ABSTRACT

Accidental oil spill is one of the most critical disasters in coastal areas and can cause serious damages to the ecosystem and the economy. The oil spill diffusion is a complex process involving the highly-nonlinear interaction of two fluids with very different properties. In this study, the Consistent Particle Method (CPM) is enhanced by incorporating the continuum surface force (CSF) model and applied to simulate the oil spill process. Firstly, the advantage of CPM in computing the curvature of an interface, which is key in simulating the interfacial tension force, is demonstrated by a circular ring case. Secondly, the capability of the CPM model in capturing the interfacial tension force is validated by a two-dimensional droplet deformation. Finally, the benchmark example of oil slick spreading from the top corner of a reservoir is simulated by the enhanced CPM model. The influence of adding the surface tension model in the simulation is examined. The morphological and kinematic properties of the oil spill process are discussed.

INTRODUCTION

The accidental oil spill is concerned in coastal management and ocean protection because such an event, once happened, can cause serious water pollution, ecosystem damage and economic loss. To harness oil spill and hence minimize its damaging effects, a reliable prediction of the speed and extent of oil spill is of great significance. As the development of computer hardware and numerical algorithms, the numerical modelling has become a promising tool in predicting the oil spill feature, yet, some challenges still exist due to the density/viscosity discontinuities and the large deformations of the water-oil interface.
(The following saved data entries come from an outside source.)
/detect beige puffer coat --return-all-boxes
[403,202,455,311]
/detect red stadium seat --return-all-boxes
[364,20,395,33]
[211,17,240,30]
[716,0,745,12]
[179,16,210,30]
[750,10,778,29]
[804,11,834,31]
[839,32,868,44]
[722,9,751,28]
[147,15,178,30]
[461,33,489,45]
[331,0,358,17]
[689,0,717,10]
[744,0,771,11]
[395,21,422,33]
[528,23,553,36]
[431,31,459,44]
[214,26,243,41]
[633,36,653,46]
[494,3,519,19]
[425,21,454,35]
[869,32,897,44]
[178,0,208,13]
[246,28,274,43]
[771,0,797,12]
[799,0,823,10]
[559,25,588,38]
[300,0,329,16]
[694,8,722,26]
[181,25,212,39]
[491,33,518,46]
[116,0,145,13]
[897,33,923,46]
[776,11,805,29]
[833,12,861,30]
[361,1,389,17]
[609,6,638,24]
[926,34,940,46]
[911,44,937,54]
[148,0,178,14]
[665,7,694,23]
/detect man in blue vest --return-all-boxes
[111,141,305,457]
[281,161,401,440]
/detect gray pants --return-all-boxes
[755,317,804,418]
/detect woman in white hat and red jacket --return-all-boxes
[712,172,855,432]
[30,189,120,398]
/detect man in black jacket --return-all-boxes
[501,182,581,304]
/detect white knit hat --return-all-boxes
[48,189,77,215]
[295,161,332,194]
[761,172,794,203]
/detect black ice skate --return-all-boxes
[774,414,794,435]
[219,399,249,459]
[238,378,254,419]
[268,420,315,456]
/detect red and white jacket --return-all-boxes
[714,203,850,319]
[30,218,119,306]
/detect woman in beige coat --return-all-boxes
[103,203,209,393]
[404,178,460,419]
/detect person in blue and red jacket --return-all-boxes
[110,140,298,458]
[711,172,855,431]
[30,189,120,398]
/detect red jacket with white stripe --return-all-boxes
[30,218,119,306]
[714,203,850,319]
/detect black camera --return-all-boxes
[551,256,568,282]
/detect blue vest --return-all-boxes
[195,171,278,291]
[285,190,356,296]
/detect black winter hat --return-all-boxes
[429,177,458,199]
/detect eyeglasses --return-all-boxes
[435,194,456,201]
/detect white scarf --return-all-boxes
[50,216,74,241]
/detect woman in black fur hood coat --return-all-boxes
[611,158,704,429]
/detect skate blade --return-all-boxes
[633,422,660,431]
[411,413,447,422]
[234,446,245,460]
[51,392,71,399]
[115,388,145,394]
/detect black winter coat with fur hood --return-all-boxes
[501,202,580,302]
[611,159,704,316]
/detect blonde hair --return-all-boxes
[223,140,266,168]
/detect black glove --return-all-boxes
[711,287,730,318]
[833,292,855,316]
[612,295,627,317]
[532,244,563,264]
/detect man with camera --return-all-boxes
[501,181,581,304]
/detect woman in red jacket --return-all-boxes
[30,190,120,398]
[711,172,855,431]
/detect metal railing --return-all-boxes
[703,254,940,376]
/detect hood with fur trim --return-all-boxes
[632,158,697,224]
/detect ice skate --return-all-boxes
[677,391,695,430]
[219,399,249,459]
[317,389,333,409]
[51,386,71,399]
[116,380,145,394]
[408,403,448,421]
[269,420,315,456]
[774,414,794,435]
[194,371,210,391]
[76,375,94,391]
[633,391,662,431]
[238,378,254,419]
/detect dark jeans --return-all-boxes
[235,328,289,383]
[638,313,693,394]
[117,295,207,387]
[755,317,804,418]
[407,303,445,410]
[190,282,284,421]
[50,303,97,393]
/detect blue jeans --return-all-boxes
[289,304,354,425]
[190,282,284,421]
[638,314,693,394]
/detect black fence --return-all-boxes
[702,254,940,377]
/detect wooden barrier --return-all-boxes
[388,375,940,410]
In the last two decades, the so-called particle methods have been getting significant developments and have been demonstrated to handle the large deformation of fluid interface naturally well (Ye et al. 2019, Gotoh et al. 2021, Luo et al. 2021, Vacondio et al. 2021). Based on the strategy of solving fluid pressure, particle methods can be grouped into the weakly-compressible particle methods (e.g., Smoothed Particle Hydrodynamics (SPH) (Vacondio et al. 2021) and Finite Particle Method (Zhang et al. 2020)) and the projection-based methods (e.g., Moving Particle Semi-implicit (MPS) (Khayyer et al. 2019), Incompressible SPH (Zheng et al. 2017) and Consistent Particle Method (CPM) (Koh et al. 2012, Luo et al. 2019).